Mais Temple a fait valoir que toutes les parties, y compris l’Iran, Israël et les États-Unis, ont de fortes raisons d’éviter une telle issue, et que la situation géopolitique la plus lourde de conséquences économiques réside dans les tensions multiformes entre la Chine et l’Occident au sujet de la concurrence et de Taiwan.

« Les élections à Taiwan du début 2024 prépareront le terrain pour le reste de l’année.
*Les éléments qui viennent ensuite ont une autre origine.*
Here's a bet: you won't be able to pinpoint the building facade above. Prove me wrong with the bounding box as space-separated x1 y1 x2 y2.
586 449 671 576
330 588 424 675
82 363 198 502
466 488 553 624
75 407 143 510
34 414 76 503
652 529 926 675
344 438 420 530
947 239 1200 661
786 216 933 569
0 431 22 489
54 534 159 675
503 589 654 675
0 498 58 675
Le Parti démocrate progressiste (DPP) est actuellement bien en avance sur le Kuomintang (KMT), plus favorable à Pékin », a-t-il noté.

« Une victoire du DPP risquerait probablement d’intensifier les tensions avec Pékin, car le DPP est considéré comme favorable à une déclaration formelle d’indépendance, une ligne rouge pour le gouvernement chinois. »

Le résultat évident de la concurrence industrielle directe entre la Chine et les États-Unis et des inquiétudes concernant les intentions de la Chine à Taiwan est la fragmentation croissante de la chaîne d’approvisionnement, car les droits de douane et les barrières commerciales ainsi que les préoccupations logistiques post-Covid ont conduit les économies développées à rechercher des « amis-shoring » ou politiques de « near-shoring ».

« Ces plans s’avèrent plus difficiles que ce que les décideurs politiques auraient pu imaginer, étant donné l’inertie autour des chaînes d’approvisionnement et le défi de développer les compétences nécessaires parmi les travailleurs dans de nouveaux endroits », a déclaré Temple.

« Néanmoins, les tensions géopolitiques contribuent à la fragmentation économique qui, au moins à court terme, pourrait freiner la croissance mondiale et contribuer aux forces inflationnistes. »

Sur une note positive, Temple a suggéré qu’une désinflation soutenue devrait permettre à la Réserve fédérale américaine et à d’autres banques centrales d’envisager de réduire les taux d’intérêt dès le deuxième trimestre, ce qui devrait « atténuer les vents contraires à la croissance et revigorer les dépenses d’investissement en prévision d’un rebond économique cyclique ». « .

Sécurité et semi-conducteurs

Marc Nachmann, responsable de la gestion d’actifs et de patrimoine de GSAM, et son équipe s’attendent à ce que les chaînes d’approvisionnement en minéraux critiques retiennent l’attention en raison de leur importance croissante dans la transition énergétique propre, ainsi que de leur vulnérabilité potentielle aux chocs d’approvisionnement.

En conséquence, GSAM suggère aux investisseurs d’éviter d’essayer de chronométrer le marché ou de faire des choix en fonction de résultats politiques ou géopolitiques binaires, mais plutôt d’adopter une approche proactive en matière d’allocation d’actifs basée sur « une recherche ascendante approfondie ».

« Nous pensons que les entreprises qui réussiront à s’aligner sur les efforts des entreprises et des gouvernements pour renforcer la sécurité des chaînes d’approvisionnement et des ressources ainsi que la sécurité nationale émergeront comme gagnantes à long terme », ont déclaré les stratèges, ajoutant que les entreprises disposant d’un pouvoir de fixation des prix, de modèles économiques durables et des bilans solides devraient être la priorité.

« Le marché boursier peut présenter des opportunités d’obtenir une exposition ciblée à des entreprises plus établies qui produisent des semi-conducteurs et à des équipements de fabrication de semi-conducteurs, ainsi qu’à des entreprises d’automatisation industrielle et de technologie qui facilitent la relocalisation de la fabrication. »

La demande de produits à base de gaz naturel est susceptible d’augmenter, à mesure que les pays recherchent une énergie abordable, fiable et durable, prédit GSAM, tandis que les menaces de sécurité croissantes et plus complexes créent des opportunités pour les plateformes de cybersécurité et les fournisseurs de technologies aérospatiales et de défense.